Nas RP, as decisões resultam de intuições informadas, da leitura do ambiente, de escutar os silêncios, analisar linguagem corporal, interpretar subtextos e responder com empatia. Nenhum sistema, por mais avançado, tem essa capacidade de discernimento moral ou social, por isso, a tecnologia dá eficiência mas a confiança nasce da relação. Além disso, a integração da IA traz riscos substanciais como viés algorítmico, excesso de dependência em sistemas automatizados, ameaças à cibersegurança entre outros, que podem levar a decisões desumanizadas.

IA sim, mas com consciência crítica

Não sou contra a IA, mas contra a sua aplicação irrefletida. A tecnologia deve servir os profissionais de RP, não moldar a sua consciência nem reduzir o seu papel a criadores de prompts.

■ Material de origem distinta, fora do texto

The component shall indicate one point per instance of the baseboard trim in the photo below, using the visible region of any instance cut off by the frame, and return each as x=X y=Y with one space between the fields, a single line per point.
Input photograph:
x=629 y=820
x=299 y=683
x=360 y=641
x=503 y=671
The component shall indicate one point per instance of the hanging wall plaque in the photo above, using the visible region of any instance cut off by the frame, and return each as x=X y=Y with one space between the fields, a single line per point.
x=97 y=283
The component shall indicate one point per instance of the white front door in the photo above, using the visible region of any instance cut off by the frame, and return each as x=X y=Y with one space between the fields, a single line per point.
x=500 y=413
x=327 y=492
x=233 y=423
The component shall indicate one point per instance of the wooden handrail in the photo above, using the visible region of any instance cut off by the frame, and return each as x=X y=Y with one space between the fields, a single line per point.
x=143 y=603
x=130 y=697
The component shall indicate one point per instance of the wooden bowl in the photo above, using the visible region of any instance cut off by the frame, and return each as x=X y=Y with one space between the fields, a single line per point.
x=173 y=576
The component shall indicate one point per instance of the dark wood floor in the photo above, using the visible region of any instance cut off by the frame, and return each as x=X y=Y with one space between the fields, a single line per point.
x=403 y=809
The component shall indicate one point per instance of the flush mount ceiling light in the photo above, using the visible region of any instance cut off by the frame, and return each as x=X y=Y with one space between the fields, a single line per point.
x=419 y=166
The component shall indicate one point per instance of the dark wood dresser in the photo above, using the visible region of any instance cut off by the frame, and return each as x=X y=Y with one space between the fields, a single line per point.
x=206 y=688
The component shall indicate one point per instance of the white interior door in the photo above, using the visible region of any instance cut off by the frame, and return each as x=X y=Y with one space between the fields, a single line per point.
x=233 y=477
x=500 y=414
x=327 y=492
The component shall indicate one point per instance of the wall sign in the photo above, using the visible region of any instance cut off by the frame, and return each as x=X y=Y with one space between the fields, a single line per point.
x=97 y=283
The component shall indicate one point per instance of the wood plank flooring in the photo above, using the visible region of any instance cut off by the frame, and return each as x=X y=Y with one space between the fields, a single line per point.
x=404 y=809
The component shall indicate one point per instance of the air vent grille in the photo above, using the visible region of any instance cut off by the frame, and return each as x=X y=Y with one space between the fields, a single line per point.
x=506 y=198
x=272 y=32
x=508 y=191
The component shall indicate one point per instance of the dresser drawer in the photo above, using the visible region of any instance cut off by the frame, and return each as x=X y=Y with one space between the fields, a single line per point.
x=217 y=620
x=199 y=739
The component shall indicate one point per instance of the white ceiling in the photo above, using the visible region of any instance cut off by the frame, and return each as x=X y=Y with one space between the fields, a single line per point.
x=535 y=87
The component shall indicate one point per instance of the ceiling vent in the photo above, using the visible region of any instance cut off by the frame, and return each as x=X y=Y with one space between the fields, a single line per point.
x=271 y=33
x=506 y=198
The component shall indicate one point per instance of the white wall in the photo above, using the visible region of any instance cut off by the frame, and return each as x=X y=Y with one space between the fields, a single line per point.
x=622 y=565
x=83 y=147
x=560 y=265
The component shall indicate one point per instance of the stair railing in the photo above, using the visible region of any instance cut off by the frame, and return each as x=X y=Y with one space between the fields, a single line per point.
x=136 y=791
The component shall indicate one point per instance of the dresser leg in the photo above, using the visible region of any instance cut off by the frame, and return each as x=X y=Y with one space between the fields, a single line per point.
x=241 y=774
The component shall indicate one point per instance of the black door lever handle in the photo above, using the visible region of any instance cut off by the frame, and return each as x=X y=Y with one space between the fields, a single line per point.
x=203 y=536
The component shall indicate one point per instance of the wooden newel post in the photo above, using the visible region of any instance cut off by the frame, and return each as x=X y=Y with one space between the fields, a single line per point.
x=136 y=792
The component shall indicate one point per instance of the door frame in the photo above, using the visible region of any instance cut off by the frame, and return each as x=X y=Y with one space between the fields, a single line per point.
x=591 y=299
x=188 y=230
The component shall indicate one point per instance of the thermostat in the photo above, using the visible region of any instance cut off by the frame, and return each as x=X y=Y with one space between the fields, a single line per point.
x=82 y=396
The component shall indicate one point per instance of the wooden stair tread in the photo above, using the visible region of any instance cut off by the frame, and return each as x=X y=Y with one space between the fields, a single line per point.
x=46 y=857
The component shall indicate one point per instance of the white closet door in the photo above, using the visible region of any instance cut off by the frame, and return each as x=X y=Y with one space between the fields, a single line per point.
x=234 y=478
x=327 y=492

A inteligência artificial veio para ficar e há definitivamente espaço para todos. Agentes que monitorizam tendências, automatizam relatórios e apoiam processos? Sim. Mas substituir a escuta ativa, o contacto humano e a construção de narrativas autênticas? Não. O verdadeiro desafio é saber quando usar a IA para ampliar o nosso trabalho e ao mesmo tempo quando a desligar para escutar, observar, pensar e sentir. Encontrar este equilíbrio pode ser mais desafiante do que parece e cabe aos profissionais garantir que não perdem a essência da profissão no entusiasmo pela novidade e pela geração desenfreada de conteúdos.

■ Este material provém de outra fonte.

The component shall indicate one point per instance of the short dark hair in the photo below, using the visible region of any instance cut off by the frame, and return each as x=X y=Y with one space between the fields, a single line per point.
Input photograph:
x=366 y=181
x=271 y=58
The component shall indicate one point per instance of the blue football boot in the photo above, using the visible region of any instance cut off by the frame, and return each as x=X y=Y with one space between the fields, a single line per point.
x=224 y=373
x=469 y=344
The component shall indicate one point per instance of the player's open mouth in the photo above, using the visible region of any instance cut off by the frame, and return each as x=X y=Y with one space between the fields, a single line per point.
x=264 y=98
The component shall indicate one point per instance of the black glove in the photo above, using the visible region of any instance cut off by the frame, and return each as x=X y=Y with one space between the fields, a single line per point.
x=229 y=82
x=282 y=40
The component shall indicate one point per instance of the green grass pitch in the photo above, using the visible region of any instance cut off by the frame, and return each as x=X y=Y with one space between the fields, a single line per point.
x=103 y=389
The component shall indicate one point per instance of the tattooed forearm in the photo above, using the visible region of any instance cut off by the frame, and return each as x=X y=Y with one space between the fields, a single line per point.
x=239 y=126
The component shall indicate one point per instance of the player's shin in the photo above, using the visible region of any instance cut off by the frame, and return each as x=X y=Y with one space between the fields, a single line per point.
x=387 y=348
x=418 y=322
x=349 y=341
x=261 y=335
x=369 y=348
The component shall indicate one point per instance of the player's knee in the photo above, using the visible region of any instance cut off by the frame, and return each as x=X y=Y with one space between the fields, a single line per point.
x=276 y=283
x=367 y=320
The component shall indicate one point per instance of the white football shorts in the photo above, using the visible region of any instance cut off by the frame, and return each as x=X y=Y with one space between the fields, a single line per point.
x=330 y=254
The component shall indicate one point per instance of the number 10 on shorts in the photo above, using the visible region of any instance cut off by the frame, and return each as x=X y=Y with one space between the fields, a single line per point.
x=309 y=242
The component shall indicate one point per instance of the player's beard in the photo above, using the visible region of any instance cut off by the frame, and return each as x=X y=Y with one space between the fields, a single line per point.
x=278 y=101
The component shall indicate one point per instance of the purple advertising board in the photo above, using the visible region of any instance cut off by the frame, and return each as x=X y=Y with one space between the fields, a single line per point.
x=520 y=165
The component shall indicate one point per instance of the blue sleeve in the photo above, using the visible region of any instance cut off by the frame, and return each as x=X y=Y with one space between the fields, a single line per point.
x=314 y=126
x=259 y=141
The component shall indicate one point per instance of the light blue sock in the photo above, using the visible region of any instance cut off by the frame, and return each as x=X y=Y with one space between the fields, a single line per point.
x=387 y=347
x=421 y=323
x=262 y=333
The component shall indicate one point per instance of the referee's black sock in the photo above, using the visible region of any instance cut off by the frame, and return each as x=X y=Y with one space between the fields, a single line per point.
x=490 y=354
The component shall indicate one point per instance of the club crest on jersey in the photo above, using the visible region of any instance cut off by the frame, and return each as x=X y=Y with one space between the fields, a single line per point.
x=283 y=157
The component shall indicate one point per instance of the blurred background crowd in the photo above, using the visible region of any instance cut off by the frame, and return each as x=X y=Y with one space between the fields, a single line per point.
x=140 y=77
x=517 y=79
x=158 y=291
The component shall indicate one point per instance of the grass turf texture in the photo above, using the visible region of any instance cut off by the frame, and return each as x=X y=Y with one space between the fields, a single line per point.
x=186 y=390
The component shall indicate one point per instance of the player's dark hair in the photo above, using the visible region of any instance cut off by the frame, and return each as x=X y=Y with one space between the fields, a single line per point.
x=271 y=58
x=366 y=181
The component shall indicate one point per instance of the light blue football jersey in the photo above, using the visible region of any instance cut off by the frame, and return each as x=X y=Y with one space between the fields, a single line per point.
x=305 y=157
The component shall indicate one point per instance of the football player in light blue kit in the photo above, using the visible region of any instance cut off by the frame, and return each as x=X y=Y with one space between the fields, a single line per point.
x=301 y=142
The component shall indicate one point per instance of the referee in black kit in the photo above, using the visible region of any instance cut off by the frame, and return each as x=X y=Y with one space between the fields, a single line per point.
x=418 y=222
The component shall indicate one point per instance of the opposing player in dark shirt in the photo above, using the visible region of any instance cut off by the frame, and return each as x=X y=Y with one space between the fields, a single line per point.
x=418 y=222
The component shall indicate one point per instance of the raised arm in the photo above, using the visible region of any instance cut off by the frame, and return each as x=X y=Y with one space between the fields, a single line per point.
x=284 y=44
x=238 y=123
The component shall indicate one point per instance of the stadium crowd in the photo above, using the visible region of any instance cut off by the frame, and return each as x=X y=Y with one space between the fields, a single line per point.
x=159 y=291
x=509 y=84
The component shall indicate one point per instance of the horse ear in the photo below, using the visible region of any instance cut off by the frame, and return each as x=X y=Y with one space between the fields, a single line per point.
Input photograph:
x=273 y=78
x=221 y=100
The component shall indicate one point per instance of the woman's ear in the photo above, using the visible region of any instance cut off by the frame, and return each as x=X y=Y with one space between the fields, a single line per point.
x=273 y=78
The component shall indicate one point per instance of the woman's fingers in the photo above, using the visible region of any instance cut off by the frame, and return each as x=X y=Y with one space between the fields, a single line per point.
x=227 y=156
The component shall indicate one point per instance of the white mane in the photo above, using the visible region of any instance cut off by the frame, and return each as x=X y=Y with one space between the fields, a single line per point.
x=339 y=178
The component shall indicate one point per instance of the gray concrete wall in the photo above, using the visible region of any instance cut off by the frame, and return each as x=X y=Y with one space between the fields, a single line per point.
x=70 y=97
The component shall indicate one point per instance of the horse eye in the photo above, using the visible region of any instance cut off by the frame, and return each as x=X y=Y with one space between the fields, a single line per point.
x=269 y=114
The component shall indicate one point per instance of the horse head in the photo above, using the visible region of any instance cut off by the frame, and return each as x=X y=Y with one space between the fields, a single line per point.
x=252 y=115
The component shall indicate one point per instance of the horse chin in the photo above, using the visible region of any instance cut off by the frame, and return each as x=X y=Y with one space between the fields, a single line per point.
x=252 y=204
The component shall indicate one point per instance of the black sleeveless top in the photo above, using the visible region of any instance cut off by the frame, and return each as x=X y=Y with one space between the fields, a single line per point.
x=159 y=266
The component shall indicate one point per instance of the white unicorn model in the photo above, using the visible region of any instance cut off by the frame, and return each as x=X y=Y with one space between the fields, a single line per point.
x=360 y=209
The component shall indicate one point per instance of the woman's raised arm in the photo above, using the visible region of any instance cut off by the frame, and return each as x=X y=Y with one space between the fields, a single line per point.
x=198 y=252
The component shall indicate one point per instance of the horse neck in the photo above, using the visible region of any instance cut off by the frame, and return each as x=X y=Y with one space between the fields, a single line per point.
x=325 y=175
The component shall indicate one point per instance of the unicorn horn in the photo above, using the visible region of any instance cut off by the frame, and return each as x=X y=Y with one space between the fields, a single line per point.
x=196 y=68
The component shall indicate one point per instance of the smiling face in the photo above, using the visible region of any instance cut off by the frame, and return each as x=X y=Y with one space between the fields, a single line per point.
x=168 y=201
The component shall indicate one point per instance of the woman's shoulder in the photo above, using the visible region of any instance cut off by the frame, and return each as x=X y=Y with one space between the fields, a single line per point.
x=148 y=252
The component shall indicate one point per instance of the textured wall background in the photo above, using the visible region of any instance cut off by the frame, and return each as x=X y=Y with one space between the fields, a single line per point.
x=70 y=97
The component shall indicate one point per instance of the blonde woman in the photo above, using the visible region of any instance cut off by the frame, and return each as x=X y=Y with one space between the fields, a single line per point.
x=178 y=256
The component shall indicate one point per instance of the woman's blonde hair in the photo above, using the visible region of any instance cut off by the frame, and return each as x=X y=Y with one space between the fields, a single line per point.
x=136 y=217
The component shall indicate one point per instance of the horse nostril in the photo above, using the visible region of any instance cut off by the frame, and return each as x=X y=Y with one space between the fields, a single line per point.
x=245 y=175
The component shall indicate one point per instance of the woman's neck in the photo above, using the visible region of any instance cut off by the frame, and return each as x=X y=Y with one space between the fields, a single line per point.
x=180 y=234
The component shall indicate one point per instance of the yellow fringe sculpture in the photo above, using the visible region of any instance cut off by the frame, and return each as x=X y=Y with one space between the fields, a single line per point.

Relações Públicas, são muito mais sobre empatia e autenticidade e muito menos sobre precisão ou rapidez. É o resultado de interações que, ao longo do tempo, criam credibilidade entre pessoas e instituições e nenhuma IA, por enquanto o pode genuinamente fazer, apenas simular.

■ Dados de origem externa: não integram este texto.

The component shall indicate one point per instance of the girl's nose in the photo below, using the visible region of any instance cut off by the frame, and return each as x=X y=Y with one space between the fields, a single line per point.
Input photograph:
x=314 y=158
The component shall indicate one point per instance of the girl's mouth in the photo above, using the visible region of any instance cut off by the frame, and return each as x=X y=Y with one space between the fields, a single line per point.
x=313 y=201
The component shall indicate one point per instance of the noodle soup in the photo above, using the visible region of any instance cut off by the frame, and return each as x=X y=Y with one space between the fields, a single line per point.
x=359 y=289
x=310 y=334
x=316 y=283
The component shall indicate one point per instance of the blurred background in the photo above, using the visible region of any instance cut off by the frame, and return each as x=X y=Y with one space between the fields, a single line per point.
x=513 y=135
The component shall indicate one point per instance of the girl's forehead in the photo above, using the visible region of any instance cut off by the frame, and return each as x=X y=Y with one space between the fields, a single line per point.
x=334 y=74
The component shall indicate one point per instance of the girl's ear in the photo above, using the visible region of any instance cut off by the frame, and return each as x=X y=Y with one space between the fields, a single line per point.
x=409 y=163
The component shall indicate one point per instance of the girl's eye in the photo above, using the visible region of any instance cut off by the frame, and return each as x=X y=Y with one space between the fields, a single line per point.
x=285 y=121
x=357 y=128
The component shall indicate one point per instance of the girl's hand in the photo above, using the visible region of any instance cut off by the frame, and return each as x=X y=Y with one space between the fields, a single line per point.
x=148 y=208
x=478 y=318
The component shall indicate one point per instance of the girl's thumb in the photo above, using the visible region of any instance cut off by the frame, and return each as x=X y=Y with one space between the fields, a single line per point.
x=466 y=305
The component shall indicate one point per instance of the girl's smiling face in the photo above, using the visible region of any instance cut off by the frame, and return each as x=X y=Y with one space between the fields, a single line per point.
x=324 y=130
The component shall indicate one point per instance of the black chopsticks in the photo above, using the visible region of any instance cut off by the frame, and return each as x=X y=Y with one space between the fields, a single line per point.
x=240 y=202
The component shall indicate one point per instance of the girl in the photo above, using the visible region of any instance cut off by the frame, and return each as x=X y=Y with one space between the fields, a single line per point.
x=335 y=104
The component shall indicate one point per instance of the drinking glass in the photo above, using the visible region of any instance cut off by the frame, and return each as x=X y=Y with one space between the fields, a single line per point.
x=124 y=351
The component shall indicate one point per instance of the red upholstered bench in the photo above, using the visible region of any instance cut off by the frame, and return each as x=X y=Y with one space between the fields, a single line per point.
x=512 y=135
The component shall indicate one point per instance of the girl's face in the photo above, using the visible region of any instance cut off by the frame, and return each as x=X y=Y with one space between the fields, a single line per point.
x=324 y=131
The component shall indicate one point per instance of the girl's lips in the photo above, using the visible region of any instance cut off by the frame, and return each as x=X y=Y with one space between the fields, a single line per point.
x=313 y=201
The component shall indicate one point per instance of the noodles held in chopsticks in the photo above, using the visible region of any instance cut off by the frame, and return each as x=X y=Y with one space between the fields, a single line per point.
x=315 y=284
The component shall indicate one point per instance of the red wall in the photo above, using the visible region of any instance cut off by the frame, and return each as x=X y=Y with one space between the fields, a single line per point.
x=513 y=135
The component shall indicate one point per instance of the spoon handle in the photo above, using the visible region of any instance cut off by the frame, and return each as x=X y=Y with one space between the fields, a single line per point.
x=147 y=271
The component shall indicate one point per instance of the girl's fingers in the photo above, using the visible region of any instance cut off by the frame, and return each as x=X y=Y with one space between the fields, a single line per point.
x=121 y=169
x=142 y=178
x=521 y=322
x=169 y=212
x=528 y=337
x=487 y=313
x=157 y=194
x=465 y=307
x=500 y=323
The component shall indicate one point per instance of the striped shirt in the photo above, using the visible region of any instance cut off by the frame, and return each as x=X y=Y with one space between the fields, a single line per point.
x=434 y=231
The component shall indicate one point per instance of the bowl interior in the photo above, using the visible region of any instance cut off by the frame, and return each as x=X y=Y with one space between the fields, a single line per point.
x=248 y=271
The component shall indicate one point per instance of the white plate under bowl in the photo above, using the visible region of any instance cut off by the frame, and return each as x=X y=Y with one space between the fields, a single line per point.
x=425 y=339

Tal como um GPS ajuda a chegar mais rápido ao destino, a IA serve-nos para antecipar obstáculos e otimizar rotas. Mas só o condutor decide quando parar porque encontrou um colega, mudar de caminho para ver o novo jardim da cidade ou aproveitar o desvio para absorver o pôr do sol. É essa escolha consciente que dá sentido à viagem e, nas RP, que preserva a autenticidade da relação com os públicos. O futuro da comunicação será, sem dúvida, mais tecnológico mas continuará, acima de tudo, a ser profundamente humano.